In January 1933, when Adolf Hitler became Chancellor of Germany, he began to close church-affiliated schools and started a campaign to discredit the religious orders in Germany. Mayer spoke out against this persecution from the pulpit of St. Michael's in downtown Munich and because he was a powerful influence in the city, the Nazis could not tolerate such a force to oppose them.

On 16 May 1937, the Gestapo ordered Mayer to stop speaking in public which he obeyed, but he continued to preach in church.Mayer spoke out against anti-Catholic baiting campaigns and fought against Nazi church policy. Since he believed that a Catholic could not be a National Socialist, conflict inevitably arose between him and the Nazis. He preached that Man must obey God more than men. His protests against the Nazis landed him several times in Landsberg prison. Mayer resolutely spoke out against the Nazi régime's evil in his lectures and sermons.

On 5 June 1937, he was arrested and found himself in "protective custody" in Stadelheim Prison for six weeks. When he became the target of defamatory attacks on the part of the Nazis, his Jesuit superiors allowed him to return to the pulpit to defend himself against slanders that the Nazis made during his silence. He was re-arrested and served a sentence of five months.

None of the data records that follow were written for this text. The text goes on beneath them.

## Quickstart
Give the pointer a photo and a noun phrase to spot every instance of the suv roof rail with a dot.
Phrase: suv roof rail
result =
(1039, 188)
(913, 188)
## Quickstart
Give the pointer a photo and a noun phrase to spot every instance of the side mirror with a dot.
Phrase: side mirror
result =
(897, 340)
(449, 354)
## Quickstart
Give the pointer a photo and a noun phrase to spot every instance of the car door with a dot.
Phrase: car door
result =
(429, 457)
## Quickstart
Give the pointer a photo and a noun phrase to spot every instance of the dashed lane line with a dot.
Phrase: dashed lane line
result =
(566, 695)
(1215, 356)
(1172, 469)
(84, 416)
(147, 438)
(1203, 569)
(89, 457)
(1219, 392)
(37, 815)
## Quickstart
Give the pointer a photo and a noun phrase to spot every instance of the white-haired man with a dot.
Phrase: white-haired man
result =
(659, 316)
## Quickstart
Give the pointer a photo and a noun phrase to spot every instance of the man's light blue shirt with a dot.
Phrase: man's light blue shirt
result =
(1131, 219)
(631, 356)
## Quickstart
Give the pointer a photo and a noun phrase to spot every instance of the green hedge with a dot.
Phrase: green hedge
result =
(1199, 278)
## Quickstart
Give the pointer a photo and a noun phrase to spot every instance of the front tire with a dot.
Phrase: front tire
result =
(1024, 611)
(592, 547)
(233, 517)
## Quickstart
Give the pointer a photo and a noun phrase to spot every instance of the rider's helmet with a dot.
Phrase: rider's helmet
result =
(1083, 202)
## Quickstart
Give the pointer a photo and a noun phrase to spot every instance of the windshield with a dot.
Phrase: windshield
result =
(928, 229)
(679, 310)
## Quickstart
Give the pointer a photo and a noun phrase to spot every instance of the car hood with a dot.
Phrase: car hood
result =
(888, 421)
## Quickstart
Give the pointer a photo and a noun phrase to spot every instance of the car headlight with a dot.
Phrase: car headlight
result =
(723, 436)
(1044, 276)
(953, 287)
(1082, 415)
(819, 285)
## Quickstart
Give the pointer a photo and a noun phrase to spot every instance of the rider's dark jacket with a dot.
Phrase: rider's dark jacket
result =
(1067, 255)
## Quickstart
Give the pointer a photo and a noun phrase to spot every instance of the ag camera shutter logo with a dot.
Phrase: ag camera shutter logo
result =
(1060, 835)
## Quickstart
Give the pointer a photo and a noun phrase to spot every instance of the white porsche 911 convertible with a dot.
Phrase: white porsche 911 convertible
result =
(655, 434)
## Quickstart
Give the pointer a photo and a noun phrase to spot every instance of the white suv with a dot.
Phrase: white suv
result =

Mayer was arrested again 3 November 1939 and sent to Sachsenhausen concentration camp under the Kanzelparagraphen, a series of 19th-century laws that forbade the clergy to make political statements. He was released from there on the condition of a broad ban on preaching. The sixty-three-year old priest developed heart problems, From late 1944, he was interned in Ettal Monastery, mainly because the Nazis were afraid that he would die in the concentration camp, and thus become a martyr. He remained there until liberated by the US forces in May 1945.